Bir yazımda “Gardırop
Atatürkçülüğü”nden söz etmiş, bu şekilde Atatürkçülüğün sadece şekle baktığını
belirtmiştim. Oysa Atatürkçülük gelişen hayat şartlarına göre yeni, akılcı,
hurafelerden uzak uygulamalar bulmak, o uygulamaların bağlayıcılığı için döneme
uygun kanunlar çıkarmaktır. Burada kişisel hayata müdahale olmaksızın uygulama
esastır. Her görüş için aynı şeyden söz edilemez mi? Elbette edilir. Kimsenin
ne yediğine ne içtiğine bakılamayacağı gibi, kimsenin nasıl ibadet ettiği
tartışma konusu olamaz. Bakılacaksa sadece hayat sahamızın ne kadar
genişletildiği, ne kadar rahat hareket edebilir olduğumuza bakılmalıdır.
Bugünkü iktidarı istemeyenler
(içlerinde bende varım) bu güne kadar neden istemediler?
Bu iktidar (bu konuda
diğerlerinden ayrılıyorum, benim korkum bunlar değildi) kopkoyu bir dincidir,
kadınları zorla kapatacak, erkekleri sopayla camilere sokacak diye düşünülürdü.
Bu iktidar, yani AKP iktidarı kendisi gibi İslamcı olmayanı kıtır kıtır kesecek
denirdi. Sonunda devleti dönüştürecek diye korkulurdu. Ama bunlar olmadı.
Kadınları zorla kapatmadı, erkekleri sopayla camiye sokmadı. Kimseyi kıtır
kıtır kesmedi...
Kullandığı hafif dini söylemi katmazsak ortaya öyle “kopkoyu bir İslamcı lider”de çıkmadı.
İşin bu tarafını bırakıp öze
bakarsak (asıl korktuğum taraf, işte bu taraf) ortaya nelerin çıktığını daha
iyi görürüz.
İktidarın Zihninin arkasında
saklanan “sağcı, otoriterlik heveslisi çıktı...
Bitaraf olanın bertaraf olacağına
dair otoriter bir söylem çıktı.
“Halkın oyuyla gelmek, asmayıda,
kesmeyide haklı kılar” söylemi çıktı.
İşine geldiğinde muarızlarını her
türlü hırpalamaya ve gözden düşürmeye yönelik pragmatik söylem çıktı.
Medya patronuna “Köşe yazarına
sahip çık” diye seslenerek düşünce özgürlüğünü umursamayan bir söylem çıktı.
Eleştirinin açacağı ufka bakmak
yerine, “Sen kimsin ya?
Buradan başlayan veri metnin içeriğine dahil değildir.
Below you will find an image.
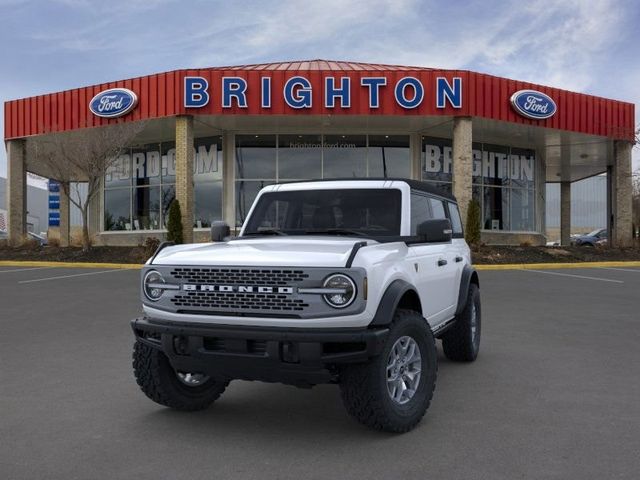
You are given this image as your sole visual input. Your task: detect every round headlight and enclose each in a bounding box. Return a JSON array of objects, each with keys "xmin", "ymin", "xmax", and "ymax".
[
  {"xmin": 323, "ymin": 273, "xmax": 356, "ymax": 308},
  {"xmin": 142, "ymin": 270, "xmax": 164, "ymax": 302}
]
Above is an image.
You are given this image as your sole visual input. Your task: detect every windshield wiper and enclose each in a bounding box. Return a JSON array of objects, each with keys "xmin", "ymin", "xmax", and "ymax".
[
  {"xmin": 304, "ymin": 228, "xmax": 370, "ymax": 237},
  {"xmin": 243, "ymin": 228, "xmax": 286, "ymax": 237}
]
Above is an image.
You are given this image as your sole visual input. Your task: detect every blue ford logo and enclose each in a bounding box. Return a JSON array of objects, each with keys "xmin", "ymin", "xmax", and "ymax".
[
  {"xmin": 89, "ymin": 88, "xmax": 138, "ymax": 118},
  {"xmin": 511, "ymin": 90, "xmax": 557, "ymax": 120}
]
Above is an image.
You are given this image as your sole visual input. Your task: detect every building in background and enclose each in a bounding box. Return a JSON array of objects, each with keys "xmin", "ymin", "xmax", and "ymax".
[
  {"xmin": 0, "ymin": 177, "xmax": 49, "ymax": 234},
  {"xmin": 5, "ymin": 60, "xmax": 634, "ymax": 245},
  {"xmin": 546, "ymin": 175, "xmax": 607, "ymax": 242}
]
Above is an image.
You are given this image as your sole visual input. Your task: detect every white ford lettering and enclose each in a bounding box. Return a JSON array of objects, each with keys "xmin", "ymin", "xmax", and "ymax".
[{"xmin": 182, "ymin": 283, "xmax": 293, "ymax": 295}]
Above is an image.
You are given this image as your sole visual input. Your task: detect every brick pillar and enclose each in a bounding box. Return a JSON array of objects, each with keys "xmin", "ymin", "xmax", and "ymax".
[
  {"xmin": 222, "ymin": 133, "xmax": 236, "ymax": 232},
  {"xmin": 60, "ymin": 184, "xmax": 70, "ymax": 247},
  {"xmin": 176, "ymin": 115, "xmax": 194, "ymax": 243},
  {"xmin": 560, "ymin": 182, "xmax": 571, "ymax": 245},
  {"xmin": 452, "ymin": 117, "xmax": 473, "ymax": 226},
  {"xmin": 609, "ymin": 141, "xmax": 633, "ymax": 247},
  {"xmin": 6, "ymin": 140, "xmax": 27, "ymax": 246}
]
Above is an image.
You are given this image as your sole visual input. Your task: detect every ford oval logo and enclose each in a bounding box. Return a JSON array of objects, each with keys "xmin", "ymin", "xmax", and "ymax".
[
  {"xmin": 511, "ymin": 90, "xmax": 557, "ymax": 120},
  {"xmin": 89, "ymin": 88, "xmax": 138, "ymax": 118}
]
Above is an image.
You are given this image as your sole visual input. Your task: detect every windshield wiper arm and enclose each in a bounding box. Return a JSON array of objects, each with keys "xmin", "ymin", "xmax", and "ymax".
[
  {"xmin": 243, "ymin": 228, "xmax": 286, "ymax": 237},
  {"xmin": 305, "ymin": 228, "xmax": 369, "ymax": 237}
]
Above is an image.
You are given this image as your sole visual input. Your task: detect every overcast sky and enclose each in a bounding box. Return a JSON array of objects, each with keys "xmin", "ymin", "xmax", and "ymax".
[{"xmin": 0, "ymin": 0, "xmax": 640, "ymax": 183}]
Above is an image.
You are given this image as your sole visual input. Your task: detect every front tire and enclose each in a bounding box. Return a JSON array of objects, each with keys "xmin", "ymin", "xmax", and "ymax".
[
  {"xmin": 442, "ymin": 283, "xmax": 481, "ymax": 362},
  {"xmin": 340, "ymin": 310, "xmax": 438, "ymax": 433},
  {"xmin": 133, "ymin": 341, "xmax": 229, "ymax": 411}
]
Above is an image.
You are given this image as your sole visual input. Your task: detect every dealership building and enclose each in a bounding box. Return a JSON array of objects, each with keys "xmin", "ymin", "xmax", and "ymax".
[{"xmin": 4, "ymin": 60, "xmax": 635, "ymax": 245}]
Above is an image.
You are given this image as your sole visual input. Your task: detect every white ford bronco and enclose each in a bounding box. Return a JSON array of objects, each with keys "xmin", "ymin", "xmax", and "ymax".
[{"xmin": 131, "ymin": 179, "xmax": 480, "ymax": 432}]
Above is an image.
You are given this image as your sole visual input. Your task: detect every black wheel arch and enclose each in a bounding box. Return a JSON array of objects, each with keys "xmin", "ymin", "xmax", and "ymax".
[
  {"xmin": 456, "ymin": 264, "xmax": 480, "ymax": 315},
  {"xmin": 370, "ymin": 280, "xmax": 422, "ymax": 326}
]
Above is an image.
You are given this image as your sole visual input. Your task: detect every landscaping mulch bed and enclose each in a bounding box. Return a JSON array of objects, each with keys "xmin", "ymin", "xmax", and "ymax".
[
  {"xmin": 0, "ymin": 245, "xmax": 640, "ymax": 265},
  {"xmin": 472, "ymin": 246, "xmax": 640, "ymax": 265},
  {"xmin": 0, "ymin": 245, "xmax": 150, "ymax": 264}
]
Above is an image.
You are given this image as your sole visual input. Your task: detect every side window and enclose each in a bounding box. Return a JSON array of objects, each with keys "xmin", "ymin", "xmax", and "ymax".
[
  {"xmin": 429, "ymin": 198, "xmax": 447, "ymax": 218},
  {"xmin": 411, "ymin": 193, "xmax": 433, "ymax": 235},
  {"xmin": 449, "ymin": 203, "xmax": 463, "ymax": 237}
]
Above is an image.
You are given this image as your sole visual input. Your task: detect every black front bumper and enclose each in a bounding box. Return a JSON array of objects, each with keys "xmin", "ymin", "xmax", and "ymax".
[{"xmin": 131, "ymin": 317, "xmax": 389, "ymax": 386}]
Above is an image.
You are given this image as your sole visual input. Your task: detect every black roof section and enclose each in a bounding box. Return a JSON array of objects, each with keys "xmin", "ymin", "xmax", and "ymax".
[{"xmin": 278, "ymin": 177, "xmax": 458, "ymax": 203}]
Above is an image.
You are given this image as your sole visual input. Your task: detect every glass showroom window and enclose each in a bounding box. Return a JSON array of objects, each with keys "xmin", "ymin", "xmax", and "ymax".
[
  {"xmin": 322, "ymin": 135, "xmax": 367, "ymax": 178},
  {"xmin": 367, "ymin": 135, "xmax": 411, "ymax": 178},
  {"xmin": 104, "ymin": 151, "xmax": 132, "ymax": 230},
  {"xmin": 235, "ymin": 134, "xmax": 411, "ymax": 227},
  {"xmin": 235, "ymin": 135, "xmax": 277, "ymax": 227},
  {"xmin": 422, "ymin": 137, "xmax": 536, "ymax": 231},
  {"xmin": 104, "ymin": 136, "xmax": 222, "ymax": 231},
  {"xmin": 193, "ymin": 136, "xmax": 222, "ymax": 228}
]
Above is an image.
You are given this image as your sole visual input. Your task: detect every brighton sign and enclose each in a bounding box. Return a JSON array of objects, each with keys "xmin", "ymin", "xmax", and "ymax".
[
  {"xmin": 183, "ymin": 76, "xmax": 462, "ymax": 110},
  {"xmin": 511, "ymin": 90, "xmax": 558, "ymax": 120},
  {"xmin": 89, "ymin": 88, "xmax": 138, "ymax": 118}
]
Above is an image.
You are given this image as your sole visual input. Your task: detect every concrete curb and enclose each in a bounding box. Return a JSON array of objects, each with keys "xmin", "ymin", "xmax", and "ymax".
[
  {"xmin": 0, "ymin": 260, "xmax": 640, "ymax": 270},
  {"xmin": 474, "ymin": 261, "xmax": 640, "ymax": 270},
  {"xmin": 0, "ymin": 260, "xmax": 142, "ymax": 270}
]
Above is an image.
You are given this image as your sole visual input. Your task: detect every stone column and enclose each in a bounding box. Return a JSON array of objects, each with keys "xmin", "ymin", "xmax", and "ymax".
[
  {"xmin": 60, "ymin": 184, "xmax": 70, "ymax": 247},
  {"xmin": 452, "ymin": 117, "xmax": 473, "ymax": 227},
  {"xmin": 222, "ymin": 133, "xmax": 236, "ymax": 232},
  {"xmin": 409, "ymin": 133, "xmax": 422, "ymax": 180},
  {"xmin": 176, "ymin": 115, "xmax": 194, "ymax": 243},
  {"xmin": 609, "ymin": 141, "xmax": 633, "ymax": 247},
  {"xmin": 6, "ymin": 140, "xmax": 27, "ymax": 246},
  {"xmin": 560, "ymin": 182, "xmax": 571, "ymax": 246}
]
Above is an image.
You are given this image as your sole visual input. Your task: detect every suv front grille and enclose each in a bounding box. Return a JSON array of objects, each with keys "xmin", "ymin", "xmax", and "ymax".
[
  {"xmin": 171, "ymin": 292, "xmax": 309, "ymax": 312},
  {"xmin": 171, "ymin": 267, "xmax": 309, "ymax": 286}
]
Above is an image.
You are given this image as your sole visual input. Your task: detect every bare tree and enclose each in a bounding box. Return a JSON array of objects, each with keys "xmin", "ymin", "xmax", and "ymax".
[{"xmin": 27, "ymin": 122, "xmax": 145, "ymax": 251}]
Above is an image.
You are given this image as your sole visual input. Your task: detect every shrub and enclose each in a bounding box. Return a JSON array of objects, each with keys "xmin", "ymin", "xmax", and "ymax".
[
  {"xmin": 143, "ymin": 237, "xmax": 160, "ymax": 258},
  {"xmin": 167, "ymin": 200, "xmax": 183, "ymax": 244},
  {"xmin": 465, "ymin": 199, "xmax": 480, "ymax": 247}
]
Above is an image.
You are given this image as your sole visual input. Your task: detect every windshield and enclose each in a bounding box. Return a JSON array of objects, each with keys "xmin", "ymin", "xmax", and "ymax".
[{"xmin": 244, "ymin": 189, "xmax": 402, "ymax": 237}]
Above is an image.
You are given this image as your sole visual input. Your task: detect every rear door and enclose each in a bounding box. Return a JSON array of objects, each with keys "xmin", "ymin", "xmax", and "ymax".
[{"xmin": 408, "ymin": 192, "xmax": 457, "ymax": 326}]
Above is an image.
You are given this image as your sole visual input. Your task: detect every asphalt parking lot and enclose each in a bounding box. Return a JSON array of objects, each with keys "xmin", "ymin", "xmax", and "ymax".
[{"xmin": 0, "ymin": 267, "xmax": 640, "ymax": 480}]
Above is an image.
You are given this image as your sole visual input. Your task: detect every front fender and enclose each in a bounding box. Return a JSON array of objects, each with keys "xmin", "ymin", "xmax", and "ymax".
[
  {"xmin": 456, "ymin": 264, "xmax": 480, "ymax": 315},
  {"xmin": 370, "ymin": 280, "xmax": 417, "ymax": 326}
]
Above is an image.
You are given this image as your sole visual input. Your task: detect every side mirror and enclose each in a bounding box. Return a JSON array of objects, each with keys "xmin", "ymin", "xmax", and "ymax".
[
  {"xmin": 416, "ymin": 218, "xmax": 453, "ymax": 243},
  {"xmin": 211, "ymin": 220, "xmax": 231, "ymax": 242}
]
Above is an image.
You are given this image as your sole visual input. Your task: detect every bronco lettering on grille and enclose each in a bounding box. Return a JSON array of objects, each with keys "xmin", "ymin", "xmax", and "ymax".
[{"xmin": 182, "ymin": 284, "xmax": 293, "ymax": 295}]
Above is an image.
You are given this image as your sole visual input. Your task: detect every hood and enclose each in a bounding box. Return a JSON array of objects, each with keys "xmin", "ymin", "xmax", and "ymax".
[{"xmin": 153, "ymin": 236, "xmax": 376, "ymax": 267}]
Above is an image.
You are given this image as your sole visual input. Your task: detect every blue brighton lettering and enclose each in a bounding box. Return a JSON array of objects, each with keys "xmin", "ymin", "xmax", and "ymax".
[
  {"xmin": 436, "ymin": 77, "xmax": 462, "ymax": 108},
  {"xmin": 261, "ymin": 77, "xmax": 271, "ymax": 108},
  {"xmin": 360, "ymin": 77, "xmax": 387, "ymax": 108},
  {"xmin": 324, "ymin": 77, "xmax": 351, "ymax": 108},
  {"xmin": 395, "ymin": 77, "xmax": 424, "ymax": 108},
  {"xmin": 184, "ymin": 77, "xmax": 209, "ymax": 108},
  {"xmin": 283, "ymin": 77, "xmax": 312, "ymax": 108}
]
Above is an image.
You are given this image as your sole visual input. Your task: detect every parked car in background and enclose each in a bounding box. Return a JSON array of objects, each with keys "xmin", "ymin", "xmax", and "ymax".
[
  {"xmin": 0, "ymin": 230, "xmax": 48, "ymax": 247},
  {"xmin": 572, "ymin": 228, "xmax": 608, "ymax": 247}
]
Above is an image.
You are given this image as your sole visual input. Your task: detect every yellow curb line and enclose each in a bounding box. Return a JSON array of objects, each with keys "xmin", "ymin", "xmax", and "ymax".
[
  {"xmin": 0, "ymin": 260, "xmax": 640, "ymax": 270},
  {"xmin": 474, "ymin": 261, "xmax": 640, "ymax": 270},
  {"xmin": 0, "ymin": 260, "xmax": 142, "ymax": 270}
]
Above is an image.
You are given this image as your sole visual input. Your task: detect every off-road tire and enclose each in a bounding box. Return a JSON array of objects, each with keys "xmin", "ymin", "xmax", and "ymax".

Beni sen mi yöneteceksin?” diyerek diklenme söylemi
çıktı.
Asıl sorun kişinin kendi inancını yaşaması değil, açığa çıkması engellenemeyen “otoriter zihniyet”tir.
Asıl sorun kişinin kendi inancını yaşaması değil, açığa çıkması engellenemeyen “otoriter zihniyet”tir.
Bu yazıyı yazmama esin kaynağı
olan Ahmet Hakan’ın 05.09.2010’da Hürriyet Gazetesinde yayınlanan yazısında bu
zihniyet vurgulanıyordu.
O günden bu güne kadar köprülerin
altından çok sular akmış ama söylem ve davranışta bir değişiklik olmamıştır. Karşı
durmamız gereken bu zihniyettir. Bunu atlayarak karşı çıkmak akıllılık
değildir.
Bu konuda sadece çekince ve sakıncalar
üretmek karşıtlara fayda sağlamaz. Sağlamadığı da ortada. 2002 yılından bu yana
3 yerel, 2 referandum ve gene 3 genel seçim geçirdik. Hepsini AKP kazandı.
Önümüzde bir seçim daha var. Ağustosun ikinci haftasında yapılacak
Cumhurbaşkanı seçimi nedeniyle siyasetçilerimiz ve halk gene aynı kısır
çekişmelere girecektir. Bu kısır çekişmelerden kurtulmak için “Gardırop
Atatürkçülüğü”nden kurtulmak gerek. Çünkü her görüşün “Gardırop Atatürkçülüğü”
var. İnanın bu durum bölenin işine gelir. Bölünen olursak buna en çok sevinen
gene bölen olacaktır. Onun için içeriye değil dışarıya bakmak gerek. Çünkü
bölen dışarıda. O her iki tarafın “Gardırop Atatürkçüler”ini kullanıyor.